O desembargador federal Carlos Moreira Alves, do TRF1, afirmou em sua decisão que o “conteúdo ideológico do desenvolvimento do tema da redação é, ou deveria ser, um dos elementos de correção da prova discursiva, e não fundamento sumário para sua desconsideração, com atribuição de nota zero ao texto produzido, sem avaliação alguma em relação ao conteúdo intelectual desenvolvido pelo redator”.

Para o desembargador há “ausência de um referencial objetivo no edital dos certames” e “ofensa à garantia constitucional de liberdade de manifestação de pensamento e opinião, também vertente dos direitos humanos propriamente ditos.”

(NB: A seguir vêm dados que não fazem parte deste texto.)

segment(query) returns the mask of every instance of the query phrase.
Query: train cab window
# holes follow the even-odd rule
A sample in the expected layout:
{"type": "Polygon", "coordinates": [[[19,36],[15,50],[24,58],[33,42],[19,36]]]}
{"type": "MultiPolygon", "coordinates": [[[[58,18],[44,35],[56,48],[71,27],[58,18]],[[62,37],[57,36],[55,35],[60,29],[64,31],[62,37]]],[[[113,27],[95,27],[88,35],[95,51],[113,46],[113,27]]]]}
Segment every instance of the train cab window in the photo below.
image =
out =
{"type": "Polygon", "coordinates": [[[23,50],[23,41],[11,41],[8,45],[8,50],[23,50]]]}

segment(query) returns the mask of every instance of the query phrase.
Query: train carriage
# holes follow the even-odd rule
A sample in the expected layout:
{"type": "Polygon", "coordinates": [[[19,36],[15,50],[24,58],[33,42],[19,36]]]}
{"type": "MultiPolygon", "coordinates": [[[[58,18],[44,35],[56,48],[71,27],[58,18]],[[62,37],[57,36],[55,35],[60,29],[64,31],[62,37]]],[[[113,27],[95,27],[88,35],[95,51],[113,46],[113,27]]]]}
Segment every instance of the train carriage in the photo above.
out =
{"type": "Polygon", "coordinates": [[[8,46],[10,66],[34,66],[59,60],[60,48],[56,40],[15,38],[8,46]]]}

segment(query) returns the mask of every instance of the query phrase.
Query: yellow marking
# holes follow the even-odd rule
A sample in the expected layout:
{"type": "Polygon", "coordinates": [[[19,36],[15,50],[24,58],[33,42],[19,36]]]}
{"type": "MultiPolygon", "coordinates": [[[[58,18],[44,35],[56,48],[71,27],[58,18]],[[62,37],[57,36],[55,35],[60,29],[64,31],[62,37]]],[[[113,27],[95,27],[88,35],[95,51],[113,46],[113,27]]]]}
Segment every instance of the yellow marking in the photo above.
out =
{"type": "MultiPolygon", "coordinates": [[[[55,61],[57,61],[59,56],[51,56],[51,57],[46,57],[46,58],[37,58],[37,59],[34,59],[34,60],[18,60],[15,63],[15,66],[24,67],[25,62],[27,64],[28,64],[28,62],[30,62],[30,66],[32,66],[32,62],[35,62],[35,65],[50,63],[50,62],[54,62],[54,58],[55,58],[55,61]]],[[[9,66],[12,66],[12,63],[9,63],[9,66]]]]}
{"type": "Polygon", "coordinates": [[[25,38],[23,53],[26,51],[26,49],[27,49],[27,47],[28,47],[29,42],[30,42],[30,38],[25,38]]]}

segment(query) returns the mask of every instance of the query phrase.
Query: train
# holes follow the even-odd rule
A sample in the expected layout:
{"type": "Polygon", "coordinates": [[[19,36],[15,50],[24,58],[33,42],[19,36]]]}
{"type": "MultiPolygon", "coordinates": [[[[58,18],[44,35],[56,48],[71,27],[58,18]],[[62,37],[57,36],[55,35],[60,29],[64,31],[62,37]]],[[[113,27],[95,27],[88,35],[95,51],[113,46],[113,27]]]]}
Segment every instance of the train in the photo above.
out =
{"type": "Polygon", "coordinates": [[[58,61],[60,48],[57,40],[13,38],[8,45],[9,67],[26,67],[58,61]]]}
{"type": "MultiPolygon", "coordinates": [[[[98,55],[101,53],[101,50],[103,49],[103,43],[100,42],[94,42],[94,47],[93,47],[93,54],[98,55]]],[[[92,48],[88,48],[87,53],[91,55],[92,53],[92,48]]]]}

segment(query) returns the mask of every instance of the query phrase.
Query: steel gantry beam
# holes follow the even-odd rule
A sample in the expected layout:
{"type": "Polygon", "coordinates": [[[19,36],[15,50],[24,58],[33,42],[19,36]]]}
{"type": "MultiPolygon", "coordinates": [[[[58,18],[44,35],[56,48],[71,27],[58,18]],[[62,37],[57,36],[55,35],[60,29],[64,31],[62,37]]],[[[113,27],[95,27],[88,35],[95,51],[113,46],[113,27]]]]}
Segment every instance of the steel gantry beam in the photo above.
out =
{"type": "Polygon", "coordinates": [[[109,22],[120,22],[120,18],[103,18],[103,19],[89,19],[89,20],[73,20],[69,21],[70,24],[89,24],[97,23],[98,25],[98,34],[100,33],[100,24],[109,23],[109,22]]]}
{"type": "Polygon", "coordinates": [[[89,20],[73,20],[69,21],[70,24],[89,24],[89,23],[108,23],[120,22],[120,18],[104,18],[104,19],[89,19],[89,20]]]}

O Instituto Nacional de Estudos e Pesquisas Educacionais Anísio Teixeira (Inep), responsável pela realização do Enem, disse que vai recorrer da decisão. “O Ministério da Educação (MEC) reafirma que todos os seus atos são balizados pelo respeito irrestrito aos Direitos Humanos, conforme a Declaração Universal dos Direitos Humanos, consagrada na Constituição Federal Brasileira”, diz a nota divulgada. O INEP afirma que todos os critérios já divulgados em documentos oficiais estão mantidos para o Enem 2017.